Ce pragmatisme contraste avec la vision plus produit des DSI et des directeurs techniques, dont moins de la moitié soutiennent cette orientation. Le critère clé retenu par les RSSI dans le choix de leurs partenaires GenAI est la capacité à proposer une prestation de bout en bout, intégrant expertise métier, gouvernance, sécurité et accompagnement réglementaire.
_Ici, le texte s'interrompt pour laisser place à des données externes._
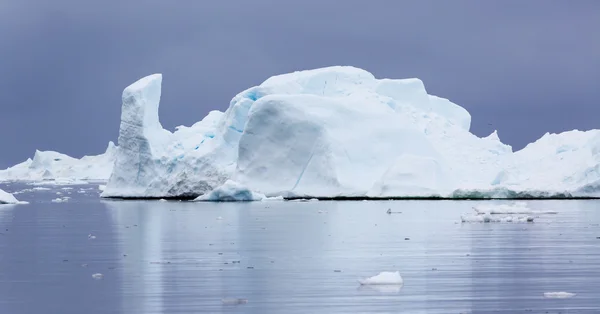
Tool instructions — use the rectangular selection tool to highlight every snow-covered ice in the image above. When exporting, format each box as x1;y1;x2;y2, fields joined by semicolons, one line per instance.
473;202;558;215
460;213;534;223
92;273;104;280
0;142;117;185
5;66;600;201
196;180;267;202
0;189;19;205
358;271;404;285
51;196;71;203
544;292;576;299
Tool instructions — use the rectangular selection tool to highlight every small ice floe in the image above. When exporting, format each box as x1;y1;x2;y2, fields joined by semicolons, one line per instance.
358;271;404;286
221;298;248;305
544;292;577;299
358;285;402;294
473;202;558;215
51;196;71;203
92;273;104;280
460;214;533;223
261;195;285;202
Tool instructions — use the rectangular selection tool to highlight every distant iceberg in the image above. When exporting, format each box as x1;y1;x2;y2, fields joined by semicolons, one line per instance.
0;189;25;205
5;66;600;200
0;142;117;185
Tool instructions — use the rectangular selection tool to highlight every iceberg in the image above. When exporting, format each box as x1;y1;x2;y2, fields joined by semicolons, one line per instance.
0;189;20;205
0;142;117;185
195;180;267;202
7;66;600;201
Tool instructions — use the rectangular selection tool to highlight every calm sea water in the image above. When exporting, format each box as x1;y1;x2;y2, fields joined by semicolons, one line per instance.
0;185;600;314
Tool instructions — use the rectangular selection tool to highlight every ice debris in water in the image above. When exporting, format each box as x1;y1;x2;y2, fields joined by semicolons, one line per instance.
473;202;558;215
221;298;248;305
460;213;533;223
544;292;576;299
51;196;70;203
358;271;404;285
460;202;536;223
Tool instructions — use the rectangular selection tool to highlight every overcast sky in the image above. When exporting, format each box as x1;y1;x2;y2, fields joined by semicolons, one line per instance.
0;0;600;168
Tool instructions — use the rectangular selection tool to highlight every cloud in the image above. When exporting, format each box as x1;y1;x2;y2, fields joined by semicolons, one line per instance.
0;0;600;167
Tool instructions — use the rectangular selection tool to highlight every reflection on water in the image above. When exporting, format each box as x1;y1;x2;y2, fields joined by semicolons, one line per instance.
0;185;600;314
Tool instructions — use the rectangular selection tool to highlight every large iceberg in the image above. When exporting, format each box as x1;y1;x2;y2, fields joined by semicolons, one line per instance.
7;66;600;200
0;142;117;183
96;66;600;199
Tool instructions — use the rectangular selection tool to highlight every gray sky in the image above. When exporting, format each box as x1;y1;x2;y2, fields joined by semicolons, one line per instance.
0;0;600;168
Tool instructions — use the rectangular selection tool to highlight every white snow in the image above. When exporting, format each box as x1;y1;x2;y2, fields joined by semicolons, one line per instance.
0;142;117;185
51;196;71;203
0;189;20;205
460;213;534;223
544;292;576;299
7;66;600;201
92;273;104;280
358;271;404;285
473;202;557;215
195;180;267;202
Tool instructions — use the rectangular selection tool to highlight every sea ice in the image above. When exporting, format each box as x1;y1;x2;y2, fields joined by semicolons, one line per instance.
0;189;19;205
544;292;576;299
460;213;534;223
51;196;71;203
473;202;558;215
358;271;404;285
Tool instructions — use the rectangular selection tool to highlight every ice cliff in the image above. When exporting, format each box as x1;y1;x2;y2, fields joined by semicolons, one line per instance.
0;66;600;200
0;142;117;182
0;189;19;205
97;66;600;198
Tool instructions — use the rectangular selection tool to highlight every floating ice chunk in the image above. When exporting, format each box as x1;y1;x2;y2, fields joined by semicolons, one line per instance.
195;180;266;202
0;189;19;205
460;213;533;223
358;271;404;285
51;196;71;203
262;195;285;202
473;202;558;215
544;292;577;299
221;298;248;305
358;285;402;294
92;273;104;280
31;178;88;186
Ils sont d’ailleurs 48 % plus nombreux que les autres dirigeants à exiger une offre « full stack », révélatrice d’une exigence de maîtrise globale dans un environnement technologique en mutation rapide.
Entre ambition stratégique et maîtrise du risque
Ainsi, même si l’étude met en lumière un désalignement entre la vision prospective des PDG et les préoccupations opérationnelles des RSSI, ce n’est pas tant une opposition frontale entre PDG et RSSI qu’un décalage de temporalité et de priorités. Les PDG se projettent dans une dynamique d’innovation rapide, portée par les promesses de l’IA générative en matière de productivité, de différenciation et de compétitivité. Les RSSI, quant à eux, avancent à un rythme plus mesuré, conscients de la nécessité d’un cadre robuste pour éviter que cette transformation ne se retourne contre l’organisation.On pourrait dire que les PDG regardent la ligne d’arrivée, tandis que les RSSI sécurisent le chemin pour y parvenir. Il ne s’agit donc pas d’un affrontement, mais d’une tension productive, à condition que les deux temporalités puissent s’articuler. Pour réussir cette transition, les entreprises devront consolider une stratégie commune entre les directions générales, techniques, juridiques et cybersécurité. Cette approche, fondée sur la lucidité et l’anticipation, dessine les contours d’un rôle élargi pour les RSSI dans l’entreprise numérique. En s’imposant comme des architectes de confiance de l’IA générative, ils cherchent à réconcilier vitesse d’exécution et maîtrise des risques, dans un contexte où la transformation ne peut plus être dissociée de la sécurité.